On Dec 16, 2008, at 4:10 PM, Raghu Angadi wrote:
Brian Bockelman wrote:
Hey,
I hit a bit of a roadbump in solving the "truncated block issue" at
our site: namely, some of the blocks appear perfectly valid to the
datanode. The block verifies, but it is still the wrong size (it
appears that the metadata is too small too).
What's the best way to proceed? It appears that either (a) the
block scanner needs to report to the datanode the size of the block
it just verified, which is possibly a scaling issue or (b) the
metadata file needs to save the correct block size, which is a
pretty major modification, as it requires a change of the on-disk
format.
This should be detected by the NameNode. i.e. it should detect this
replica is shorter (either compared to other replicas or the
expected size).

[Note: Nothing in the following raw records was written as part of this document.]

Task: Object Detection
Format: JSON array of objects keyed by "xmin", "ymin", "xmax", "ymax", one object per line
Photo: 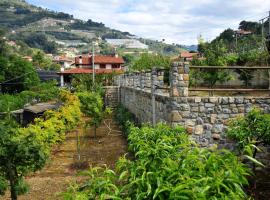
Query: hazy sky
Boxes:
[{"xmin": 27, "ymin": 0, "xmax": 270, "ymax": 44}]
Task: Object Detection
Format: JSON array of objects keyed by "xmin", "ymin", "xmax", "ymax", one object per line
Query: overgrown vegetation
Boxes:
[
  {"xmin": 228, "ymin": 108, "xmax": 270, "ymax": 171},
  {"xmin": 0, "ymin": 91, "xmax": 81, "ymax": 200},
  {"xmin": 63, "ymin": 109, "xmax": 252, "ymax": 200}
]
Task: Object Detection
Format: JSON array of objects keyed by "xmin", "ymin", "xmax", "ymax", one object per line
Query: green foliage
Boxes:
[
  {"xmin": 114, "ymin": 104, "xmax": 138, "ymax": 137},
  {"xmin": 228, "ymin": 108, "xmax": 270, "ymax": 165},
  {"xmin": 66, "ymin": 124, "xmax": 249, "ymax": 199},
  {"xmin": 0, "ymin": 120, "xmax": 48, "ymax": 199},
  {"xmin": 0, "ymin": 81, "xmax": 59, "ymax": 112},
  {"xmin": 130, "ymin": 53, "xmax": 171, "ymax": 71},
  {"xmin": 0, "ymin": 56, "xmax": 39, "ymax": 93},
  {"xmin": 20, "ymin": 33, "xmax": 57, "ymax": 53},
  {"xmin": 77, "ymin": 92, "xmax": 110, "ymax": 136},
  {"xmin": 71, "ymin": 73, "xmax": 113, "ymax": 93}
]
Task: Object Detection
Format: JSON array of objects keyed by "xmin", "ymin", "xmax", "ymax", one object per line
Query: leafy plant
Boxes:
[
  {"xmin": 228, "ymin": 108, "xmax": 270, "ymax": 170},
  {"xmin": 66, "ymin": 124, "xmax": 249, "ymax": 199},
  {"xmin": 77, "ymin": 92, "xmax": 110, "ymax": 138}
]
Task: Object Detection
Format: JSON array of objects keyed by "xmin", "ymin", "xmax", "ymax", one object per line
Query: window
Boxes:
[
  {"xmin": 99, "ymin": 64, "xmax": 106, "ymax": 69},
  {"xmin": 112, "ymin": 64, "xmax": 119, "ymax": 69}
]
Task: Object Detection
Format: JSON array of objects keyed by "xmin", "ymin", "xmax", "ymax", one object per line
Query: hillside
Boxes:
[{"xmin": 0, "ymin": 0, "xmax": 186, "ymax": 55}]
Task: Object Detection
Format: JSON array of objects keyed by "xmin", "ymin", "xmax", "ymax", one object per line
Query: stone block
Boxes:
[
  {"xmin": 212, "ymin": 133, "xmax": 220, "ymax": 140},
  {"xmin": 228, "ymin": 97, "xmax": 235, "ymax": 103},
  {"xmin": 194, "ymin": 97, "xmax": 202, "ymax": 103},
  {"xmin": 210, "ymin": 114, "xmax": 217, "ymax": 124},
  {"xmin": 186, "ymin": 126, "xmax": 194, "ymax": 134},
  {"xmin": 185, "ymin": 119, "xmax": 195, "ymax": 127},
  {"xmin": 179, "ymin": 104, "xmax": 190, "ymax": 111},
  {"xmin": 171, "ymin": 111, "xmax": 182, "ymax": 122},
  {"xmin": 209, "ymin": 97, "xmax": 218, "ymax": 103},
  {"xmin": 204, "ymin": 103, "xmax": 215, "ymax": 108},
  {"xmin": 183, "ymin": 74, "xmax": 189, "ymax": 81},
  {"xmin": 190, "ymin": 106, "xmax": 199, "ymax": 112},
  {"xmin": 194, "ymin": 125, "xmax": 203, "ymax": 135},
  {"xmin": 203, "ymin": 124, "xmax": 213, "ymax": 132},
  {"xmin": 212, "ymin": 124, "xmax": 223, "ymax": 133},
  {"xmin": 235, "ymin": 97, "xmax": 244, "ymax": 104},
  {"xmin": 196, "ymin": 117, "xmax": 203, "ymax": 124}
]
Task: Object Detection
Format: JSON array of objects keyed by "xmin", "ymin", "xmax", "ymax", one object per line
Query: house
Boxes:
[
  {"xmin": 22, "ymin": 56, "xmax": 33, "ymax": 62},
  {"xmin": 58, "ymin": 54, "xmax": 125, "ymax": 87},
  {"xmin": 53, "ymin": 56, "xmax": 74, "ymax": 69},
  {"xmin": 179, "ymin": 51, "xmax": 199, "ymax": 61},
  {"xmin": 235, "ymin": 29, "xmax": 252, "ymax": 36}
]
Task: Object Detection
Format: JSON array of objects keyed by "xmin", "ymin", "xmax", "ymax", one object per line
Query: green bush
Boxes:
[{"xmin": 64, "ymin": 124, "xmax": 249, "ymax": 199}]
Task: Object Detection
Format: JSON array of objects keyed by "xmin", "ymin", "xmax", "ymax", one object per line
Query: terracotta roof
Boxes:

There are various fixes (recent or being worked on)
to this area of NameNode and it is mostly covered by of those or
should be soon.
Do you know which JIRA tickets I can ask my admins to follow? We'd
like to test these out as soon as the fixes are reasonably stable.

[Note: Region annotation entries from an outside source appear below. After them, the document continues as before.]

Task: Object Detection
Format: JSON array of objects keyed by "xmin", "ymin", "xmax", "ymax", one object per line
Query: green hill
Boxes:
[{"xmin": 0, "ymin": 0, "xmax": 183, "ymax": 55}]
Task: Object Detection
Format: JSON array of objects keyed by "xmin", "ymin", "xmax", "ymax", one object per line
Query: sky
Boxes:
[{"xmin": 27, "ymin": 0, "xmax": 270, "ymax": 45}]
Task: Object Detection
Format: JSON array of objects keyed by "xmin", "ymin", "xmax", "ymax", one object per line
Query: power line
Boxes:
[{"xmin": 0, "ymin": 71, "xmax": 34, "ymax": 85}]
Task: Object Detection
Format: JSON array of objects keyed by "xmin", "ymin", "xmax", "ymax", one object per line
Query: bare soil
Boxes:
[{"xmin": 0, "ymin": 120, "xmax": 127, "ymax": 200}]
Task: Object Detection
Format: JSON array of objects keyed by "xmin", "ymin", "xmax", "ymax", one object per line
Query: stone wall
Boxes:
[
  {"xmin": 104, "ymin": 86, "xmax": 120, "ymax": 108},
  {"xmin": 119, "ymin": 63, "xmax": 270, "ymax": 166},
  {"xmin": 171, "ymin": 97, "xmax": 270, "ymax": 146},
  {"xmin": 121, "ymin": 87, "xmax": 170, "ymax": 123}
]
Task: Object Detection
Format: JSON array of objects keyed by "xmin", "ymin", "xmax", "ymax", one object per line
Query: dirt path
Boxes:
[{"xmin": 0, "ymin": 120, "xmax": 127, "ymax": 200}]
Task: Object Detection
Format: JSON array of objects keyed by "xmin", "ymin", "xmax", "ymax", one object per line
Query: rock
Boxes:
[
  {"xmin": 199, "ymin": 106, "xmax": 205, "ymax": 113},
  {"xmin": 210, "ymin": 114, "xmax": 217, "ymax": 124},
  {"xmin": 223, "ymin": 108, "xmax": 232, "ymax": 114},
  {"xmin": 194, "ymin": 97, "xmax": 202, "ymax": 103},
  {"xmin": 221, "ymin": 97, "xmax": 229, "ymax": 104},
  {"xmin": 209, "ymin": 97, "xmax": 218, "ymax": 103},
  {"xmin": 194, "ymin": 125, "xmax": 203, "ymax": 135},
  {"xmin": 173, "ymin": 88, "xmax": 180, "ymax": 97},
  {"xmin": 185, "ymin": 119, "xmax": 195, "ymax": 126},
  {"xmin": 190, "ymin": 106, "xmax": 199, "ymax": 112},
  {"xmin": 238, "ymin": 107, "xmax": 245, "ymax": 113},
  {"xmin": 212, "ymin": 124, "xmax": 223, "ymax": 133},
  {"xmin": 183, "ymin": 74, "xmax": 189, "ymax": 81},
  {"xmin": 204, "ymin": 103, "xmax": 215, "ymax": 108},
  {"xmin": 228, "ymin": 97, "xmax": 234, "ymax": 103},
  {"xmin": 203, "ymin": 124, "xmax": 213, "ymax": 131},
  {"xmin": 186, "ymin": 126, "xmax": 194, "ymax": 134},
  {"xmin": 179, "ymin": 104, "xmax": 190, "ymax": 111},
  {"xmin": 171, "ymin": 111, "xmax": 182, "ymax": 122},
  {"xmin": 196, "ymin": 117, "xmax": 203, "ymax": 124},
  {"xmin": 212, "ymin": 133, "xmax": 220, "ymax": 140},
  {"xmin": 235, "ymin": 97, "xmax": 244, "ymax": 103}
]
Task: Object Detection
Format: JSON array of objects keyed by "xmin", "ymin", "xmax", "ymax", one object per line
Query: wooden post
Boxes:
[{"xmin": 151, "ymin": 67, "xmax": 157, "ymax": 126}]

Right now, we've increased # of replicas to 3, but can't maintain this
level of replication forever.
I forgot to give numbers: out of ~200 remaining blocks with this
"truncated" issue, having the block scanner verify blocks after a
failed transfers due to "inconsistent size" solved about 150 of the
issues. The remaining 50 appear to be due to the issue described above.
Thank you very much Raghu; the Hadoop team has been quick in solving
these issues.
Brian